Charles Petzold

Stanislaw Lem, 1921-2006

March 28, 2006
New York City

I'm not a big reader of science fiction, but when I saw in this morning's Times that Stanislaw Lem had died, I counted 17 of his books in my bookcase, mostly purchased over 20 years ago.

The first Lem I read must have been Solaris (1961), because I had seen the movie in the mid-70s and was intrigued by the premise and ideas. Several others of his books have stuck in my head more than that one, however.

I remember the long opening section of Return from the Stars (1961) in which space explorers have returned to Earth after many years and can't seem to find their way out of the space port. All of the information systems are working fine, but of course they make reference to foreign objects and concepts. The people on Earth are now given drugs to curb their violence. It leads to worldwide peace, but also to a lack of adverture and curiosity.

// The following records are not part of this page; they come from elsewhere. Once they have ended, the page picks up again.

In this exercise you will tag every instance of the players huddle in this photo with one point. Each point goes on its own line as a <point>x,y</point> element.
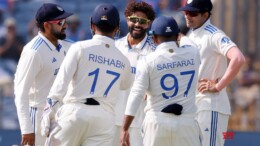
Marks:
<point>151,89</point>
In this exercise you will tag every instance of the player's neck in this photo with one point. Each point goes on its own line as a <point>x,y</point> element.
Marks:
<point>133,41</point>
<point>52,39</point>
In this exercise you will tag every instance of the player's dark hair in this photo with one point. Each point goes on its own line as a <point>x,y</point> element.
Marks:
<point>144,7</point>
<point>40,26</point>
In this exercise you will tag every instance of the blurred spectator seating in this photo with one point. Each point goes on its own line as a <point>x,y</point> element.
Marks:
<point>247,97</point>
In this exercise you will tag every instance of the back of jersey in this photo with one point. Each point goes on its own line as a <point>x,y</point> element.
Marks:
<point>102,70</point>
<point>173,78</point>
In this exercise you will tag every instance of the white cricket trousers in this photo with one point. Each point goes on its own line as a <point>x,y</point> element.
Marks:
<point>135,136</point>
<point>36,115</point>
<point>212,125</point>
<point>82,125</point>
<point>162,129</point>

Lem could be very funny as well. I remember collapsing nearly in tears from reading "The Seventh Voyage" from The Star Diaries (1971) in which space explorer Ijon Tichy encounters a kind of time warp in which he has to deal with versions of himself from different days of the week, all of whom insist on fighting with each other.

And I remember Fiasco (1986), which I read when it was first published in the U.S. in 1987. Explorers from Earth try to make contact with another planet whose people don't wish to respond. Through misunderstanding and flawed logic, the standoff escalates to catastrophic proportions.

This is the one I've pulled out to read again.